Ya , I guess you could tell a fair bit with out moving the blower. I have never worked with propane on a gas engine so am of no help. But in winter here in Ontario I can see the 1 lbr acting up, guess you need a tiny fire pot!!!! he he.
Offer still stands


----------



## crazzywolfie (Jun 2, 2014)

hahaha thanks. even with the nice weather we had today the 1lb tanks was starting to freeze in about 5 minute. i am not super knowledgeable about propane but i do know it really doesn't take a ton to get them to start freezing but the larger the tank the less likely you are to have issues or the longer it will take. i know when i use to work in a warehouse we use to occasionally run propane heaters to warm us up and sometimes never took long for the tanks to start frosting over. the less gas was in the tank the quicker it frosted over and froze up.


----------



## tonylumps (Jul 31, 2018)

To keep a small combustable engine running in the dead of winter you will need the gas volume of at least a 30# or better 40# bottle to keep up with the intake of gas being converted from liquid and then only if you have some way of heating the propane cylinder while blowing snow.In temp.below 30 degrees I use a 30# or 2 20# tanks with the heat from my generator to keep it some what warmer.I have been dealing with Propane and Internal combustabl engines for about 8 years now.It will suck up a lot more gas than a heater or Barby Now in the summer when the temps go up your snowblower will work great.A lot more Lawn Maints. contractors are buying there big mowers already converted.They are using the same tanks that are on Forklifts.Your 5 or 11# tanks will not work either.I do not think a 20 will work .There is alot of info out there on propane .


----------



## crazzywolfie (Jun 2, 2014)

the other person who did a propane conversion on his machine is only running a 20lb tank and he never mentioned having any issues with it or the 2 years he has been running it but i guess i may have to wait til next winter to find out. it will give me time to build a tank mount and get the governor linkage protected. i guess worst case scenario it goes back to gas and i will try figuring out what is up with it. i did find quite a bit of water in the gas i took out of the fuel tank


----------



## tonylumps (Jul 31, 2018)

crazzywolfie said:


> the other person who did a propane conversion on his machine is only running a 20lb tank and he never mentioned having any issues with it or the 2 years he has been running it but i guess i may have to wait til next winter to find out. it will give me time to build a tank mount and get the governor linkage protected. i guess worst case scenario it goes back to gas and i will try figuring out what is up with it. i did find quite a bit of water in the gas i took out of the fuel tank


I know playing with it ,maybe you will come up with something That I have missed.Every bodies snowblower will be running on propane.Propane is the way to go with a piece of equipment that sits for months .My generators run great now that I did my homework on propane. No more storing 20 -25 Gallons of Gas and than have to recycle if you do not use it for a while. Propane you store it and forget it and a lot safer.My shed is about 75' from the house I have 3 30# and 7 20# and if power goes out Everybody is lined up for Gas. But not for Propane.


----------



## crazzywolfie (Jun 2, 2014)

if it works i got nothing against it. i actually went and looked at his video's again and he is running a 10lb tank. i guess i will find out next winter what happens. so far i am into it less than $25.


----------



## tabora (Mar 1, 2017)

crazzywolfie said:


> if it works i got nothing against it. i actually went and looked at his video's again and he is running a 10lb tank. i guess i will find out next winter what happens. so far i am into it less than $25.
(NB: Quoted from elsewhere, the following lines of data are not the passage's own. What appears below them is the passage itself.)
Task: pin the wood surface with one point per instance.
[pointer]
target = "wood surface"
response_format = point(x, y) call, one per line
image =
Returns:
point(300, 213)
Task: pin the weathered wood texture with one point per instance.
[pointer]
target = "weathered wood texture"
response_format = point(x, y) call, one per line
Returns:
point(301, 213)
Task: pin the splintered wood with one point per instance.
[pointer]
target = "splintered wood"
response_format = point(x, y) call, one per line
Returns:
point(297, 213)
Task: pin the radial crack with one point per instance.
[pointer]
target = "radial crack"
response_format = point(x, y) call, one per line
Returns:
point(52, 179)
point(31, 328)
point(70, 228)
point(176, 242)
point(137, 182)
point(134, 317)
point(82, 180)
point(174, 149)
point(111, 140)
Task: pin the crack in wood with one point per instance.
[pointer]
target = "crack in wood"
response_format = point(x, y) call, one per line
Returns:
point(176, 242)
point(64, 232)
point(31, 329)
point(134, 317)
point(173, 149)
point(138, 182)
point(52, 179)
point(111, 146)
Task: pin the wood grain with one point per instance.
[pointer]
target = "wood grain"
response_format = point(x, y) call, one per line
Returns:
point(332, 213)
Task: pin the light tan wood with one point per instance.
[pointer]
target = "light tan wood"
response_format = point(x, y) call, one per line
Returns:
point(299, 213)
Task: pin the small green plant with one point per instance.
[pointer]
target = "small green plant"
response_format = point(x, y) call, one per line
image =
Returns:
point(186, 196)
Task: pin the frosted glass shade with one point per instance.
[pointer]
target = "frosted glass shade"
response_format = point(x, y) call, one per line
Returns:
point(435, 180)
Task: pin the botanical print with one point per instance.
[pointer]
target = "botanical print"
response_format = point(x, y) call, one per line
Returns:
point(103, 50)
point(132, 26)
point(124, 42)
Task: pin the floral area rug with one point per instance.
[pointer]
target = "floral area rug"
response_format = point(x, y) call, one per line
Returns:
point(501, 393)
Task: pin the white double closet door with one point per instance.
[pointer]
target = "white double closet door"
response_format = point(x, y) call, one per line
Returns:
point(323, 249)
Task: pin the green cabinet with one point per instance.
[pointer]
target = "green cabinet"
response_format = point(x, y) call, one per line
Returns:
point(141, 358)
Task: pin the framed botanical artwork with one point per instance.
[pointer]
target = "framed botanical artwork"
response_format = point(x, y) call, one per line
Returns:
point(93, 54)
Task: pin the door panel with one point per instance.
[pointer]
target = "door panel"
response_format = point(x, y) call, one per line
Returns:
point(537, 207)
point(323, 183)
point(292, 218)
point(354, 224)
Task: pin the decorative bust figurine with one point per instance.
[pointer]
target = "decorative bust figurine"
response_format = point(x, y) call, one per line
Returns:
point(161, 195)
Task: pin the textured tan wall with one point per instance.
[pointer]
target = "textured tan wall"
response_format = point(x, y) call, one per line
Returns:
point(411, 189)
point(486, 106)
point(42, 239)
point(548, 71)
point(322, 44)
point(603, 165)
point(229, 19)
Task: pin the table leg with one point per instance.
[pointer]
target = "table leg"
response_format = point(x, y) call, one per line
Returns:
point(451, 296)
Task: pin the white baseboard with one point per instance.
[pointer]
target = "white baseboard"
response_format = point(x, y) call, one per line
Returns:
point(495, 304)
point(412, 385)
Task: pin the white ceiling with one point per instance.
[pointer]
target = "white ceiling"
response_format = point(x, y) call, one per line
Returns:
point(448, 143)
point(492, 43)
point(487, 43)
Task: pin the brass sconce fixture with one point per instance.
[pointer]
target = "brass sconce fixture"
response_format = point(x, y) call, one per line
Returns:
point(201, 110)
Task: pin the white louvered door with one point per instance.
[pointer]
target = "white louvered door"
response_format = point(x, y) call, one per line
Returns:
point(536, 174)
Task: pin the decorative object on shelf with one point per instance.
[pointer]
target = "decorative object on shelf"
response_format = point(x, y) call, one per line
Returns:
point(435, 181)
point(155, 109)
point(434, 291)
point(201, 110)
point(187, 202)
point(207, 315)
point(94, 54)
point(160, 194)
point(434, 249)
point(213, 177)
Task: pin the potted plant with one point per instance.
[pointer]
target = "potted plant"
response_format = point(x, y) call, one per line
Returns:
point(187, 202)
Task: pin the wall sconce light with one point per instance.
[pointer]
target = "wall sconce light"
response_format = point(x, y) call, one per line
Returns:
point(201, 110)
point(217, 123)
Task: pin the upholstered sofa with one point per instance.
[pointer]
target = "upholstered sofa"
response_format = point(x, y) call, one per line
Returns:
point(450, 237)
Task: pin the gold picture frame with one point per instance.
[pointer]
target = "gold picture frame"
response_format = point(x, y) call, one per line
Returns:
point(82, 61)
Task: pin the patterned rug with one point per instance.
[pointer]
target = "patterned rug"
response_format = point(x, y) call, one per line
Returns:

Looks like that was pretty warm weather, though...


----------



## crazzywolfie (Jun 2, 2014)

he has another video where it looks colder but snow moved looks a bit light. i would assume since he converted it and is still run
https://www.snowblowerforum.com/forum/1525729-post35.html
he also posted this season that it is still running good with the 11lb tank
https://www.snowblowerforum.com/forum/1644211-post37.html


----------



## tabora (Mar 1, 2017)

crazzywolfie said:


> he has another video where it looks colder but snow moved looks a bit light. i would assume since he converted it and is still run
> ... he also posted this season that it is still running good with the 11lb tank ...


Well, hopefully that 11 pound tank will work for you. From the videos, it appears he has a bit too much weight (between the propane and the battery) on the rear to keep the augers down. Maybe a bracket to hold the tank above the engine would help with both weight distribution and provide some heat to keep the tank warmer?


----------



## crazzywolfie (Jun 2, 2014)

my plan was to put the propane tank where the original tank was. i agree with where he has the tank it may be too much weight at the back but with his machine space is kind of limited. at least with the OHV engine i got a bit more space with the stock tank removed. i don't know if the heat from the engine will really help that much but it probably wouldn't hurt.


----------